It has long been a principle in American jurisdiction that others who aided the commission of a crime should face punishment as well as those who carry out the actual criminal act.
In Florida, the law holds that a person who aids a person after they have committed a crime is an accessory to that crime. There are several ways to act as an accessory, such as attempting to dispose of evidence or helping the suspect of a crime evade police. To be convicted of being an accessory in Florida, the prosecution must prove that the defendant knew another person committed a felony, the defendant assisted the person who committed the felony, and the defendant and the person he assisted are not related to each other.
Aiding and Abetting
There are two main types of accessory crimes:
- Aiding, which is helping, supporting, or assisting another commit a crime, and
- Abetting, which is inducing, inciting, or encouraging another to commit a crime.

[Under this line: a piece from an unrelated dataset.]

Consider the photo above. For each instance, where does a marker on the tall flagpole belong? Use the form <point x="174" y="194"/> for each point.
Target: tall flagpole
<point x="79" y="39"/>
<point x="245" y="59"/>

Often people are charged with both helping the crime or encouraging it to happen, and that is typically described as the single act of aiding and abetting. Also, the time relative to the crime during which their acts were carried out are expressed by saying the assistance was either “before the fact” or “after the fact.”
Knowledge and Assistance
In order to obtain a conviction, the prosecutor must show that the defendant possessed knowledge of the crime and assisted in its commission as well. Both elements must be present – if a person knows of a crime but does not help with its commission, or a person helps a crime occur but was unaware that his help was in commission of a crime, they cannot be convicted of accessory to a crime in Florida.
If a person’s involvement in a crime was great enough, that person’s accessory charge may become a conspiracy charge. In this case, the prosecution must show that the defendant had a direct and significant involvement with the original crime or the planning or concealment of it.
The punishment for being convicted of accessory after the fact is often quite severe. Under Florida law, if the felony offense is a capitol crime, accessory after the fact to it is a first-degree felony, and the sentence is up to 30 years in prison and a fine of up to $10,000. If the principal crime is a life felony or a felony of the first degree, accessory after the fact is a felony of the second degree, with a sentence of up to 15 years in prison and a fine of up to $10,000.
If the principal crime is a felony of the second degree, or a felony of the third degree of levels 3-10, a conviction of accessory after the fact is a third-degree felony, the sentence is up to 15 years in prison and a fine of up to $5,000. For all other third-degree felonies, accessory after the fact is a first-degree misdemeanor, which brings a sentence of up to one year in jail and a fine of up to $1,000.